Shades Süleyman

Bizde az sayıdaki meraklısı tarafından bilinen muhteşem İtalyan senfonik rock topluluğu Premiata Forneria Marconi’nin (P.F.M.) on yıllar sonra yeniden konser vereceğini öğrenince üşenmiyor, bilhassa bunun için atlıyor uçağa gidiyor. Bir daha ne zaman, nerede seyredecek?
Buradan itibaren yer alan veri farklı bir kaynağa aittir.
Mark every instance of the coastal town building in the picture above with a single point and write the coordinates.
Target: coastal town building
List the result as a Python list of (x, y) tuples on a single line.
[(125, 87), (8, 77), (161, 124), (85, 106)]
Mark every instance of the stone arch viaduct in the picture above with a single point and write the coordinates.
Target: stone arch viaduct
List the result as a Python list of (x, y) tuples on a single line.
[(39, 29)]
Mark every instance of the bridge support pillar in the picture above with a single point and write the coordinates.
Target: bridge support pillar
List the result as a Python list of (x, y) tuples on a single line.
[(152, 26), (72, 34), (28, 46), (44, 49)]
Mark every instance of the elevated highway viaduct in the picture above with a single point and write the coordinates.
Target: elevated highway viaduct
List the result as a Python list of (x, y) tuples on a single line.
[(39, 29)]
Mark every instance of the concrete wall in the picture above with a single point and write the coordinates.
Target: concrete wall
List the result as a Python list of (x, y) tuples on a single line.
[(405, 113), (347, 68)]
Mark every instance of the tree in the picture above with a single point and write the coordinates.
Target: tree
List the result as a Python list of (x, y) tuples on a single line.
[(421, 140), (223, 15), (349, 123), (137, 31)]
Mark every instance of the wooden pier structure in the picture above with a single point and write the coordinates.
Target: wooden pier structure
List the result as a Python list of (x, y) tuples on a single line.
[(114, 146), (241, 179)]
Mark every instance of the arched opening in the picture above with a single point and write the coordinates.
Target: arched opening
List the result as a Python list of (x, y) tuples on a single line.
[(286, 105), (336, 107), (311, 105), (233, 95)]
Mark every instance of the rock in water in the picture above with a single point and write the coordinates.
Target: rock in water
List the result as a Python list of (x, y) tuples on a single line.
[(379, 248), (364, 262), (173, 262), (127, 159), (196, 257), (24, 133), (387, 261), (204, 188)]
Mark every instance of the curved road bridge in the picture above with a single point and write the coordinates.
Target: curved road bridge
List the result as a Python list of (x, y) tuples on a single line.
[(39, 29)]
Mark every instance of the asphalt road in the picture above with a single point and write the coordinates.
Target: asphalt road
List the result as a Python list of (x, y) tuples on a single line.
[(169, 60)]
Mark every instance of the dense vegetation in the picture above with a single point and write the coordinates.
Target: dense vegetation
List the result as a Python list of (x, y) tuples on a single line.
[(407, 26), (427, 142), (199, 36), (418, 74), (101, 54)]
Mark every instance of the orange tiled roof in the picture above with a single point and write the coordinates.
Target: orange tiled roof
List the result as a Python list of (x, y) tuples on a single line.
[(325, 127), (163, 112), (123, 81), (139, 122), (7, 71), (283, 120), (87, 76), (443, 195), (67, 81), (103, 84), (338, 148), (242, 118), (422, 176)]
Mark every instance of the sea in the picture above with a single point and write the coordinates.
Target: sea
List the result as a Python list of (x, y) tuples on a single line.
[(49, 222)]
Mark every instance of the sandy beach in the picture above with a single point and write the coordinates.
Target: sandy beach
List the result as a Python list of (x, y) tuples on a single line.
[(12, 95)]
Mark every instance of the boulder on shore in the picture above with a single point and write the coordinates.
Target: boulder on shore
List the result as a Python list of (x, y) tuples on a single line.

Üstelik konserin özel konuğu Van Der Graaf Generator’ün beyni Peter Hammill. 2003 Ağustosunda Londra’nın ikonik konser binası Astoria’dan içeri adımını atıyor; karanlık konser salonunun kapısından girer girmez sırtının dönük olduğu arkadaki bardan ince bir ses yükseliyor:

- Süleyman Abi ne içersin?

O da nesi! Dükkânın eski müdavimlerinden bir çocukcağız. Üniversiteyi bitirdikten sonra doğup büyüdüğü toprakları terk etmiş, şimdi yeni bir hayat uğruna bu konser salonunda barmenlik yapıyor. Öğrenciliği boyunca tüm albümlerini edindiği dükkânın sahibini, yaşadığı şehrin efsane plakçısını şimdi burada yeniden görmek, anıları tazelemek, ağırlamak ne büyük bir tesadüf ve mutluluk.

***

Ankara’da müziği bir yaşam tarzı olarak benimseyen birkaç kuşağı bir mabet olarak ağırlayan, Tunalı Hilmi Caddesinde, Tunalı Pasajının alt katındaki Shades’in sahibi Süleyman (Özyıldırım) bir geleneğin bu şehirdeki son temsilcisi; hayalperest, sosyo-kültürel fenomen, sevdiği işi tutkuyla yapan maceracı bir adam.

Süleyman öncelikle müzik adamı, sonra dükkâncı. Plağın maddi değeriyle maneviyatı arasında hassas dengeler kuran bir figür olarak işinde tek adam; güneşsiz bir merdiven altında geçen 30 küsur yıllık iş hayatında yanında hiç çalışanı olmamış.

Farklı şehirlerde kısmen ona benzeyen dükkânlar vardı. İstanbul’da belki biraz Zihni, biraz da Lale Plak; geçmişten azıcık Pepo, azıcık da Piccatura, Bursa’dan ise CD Bank. Ancak Süleyman’ın Shades’i hepsinin aritmetik toplamından biraz daha fantastik.  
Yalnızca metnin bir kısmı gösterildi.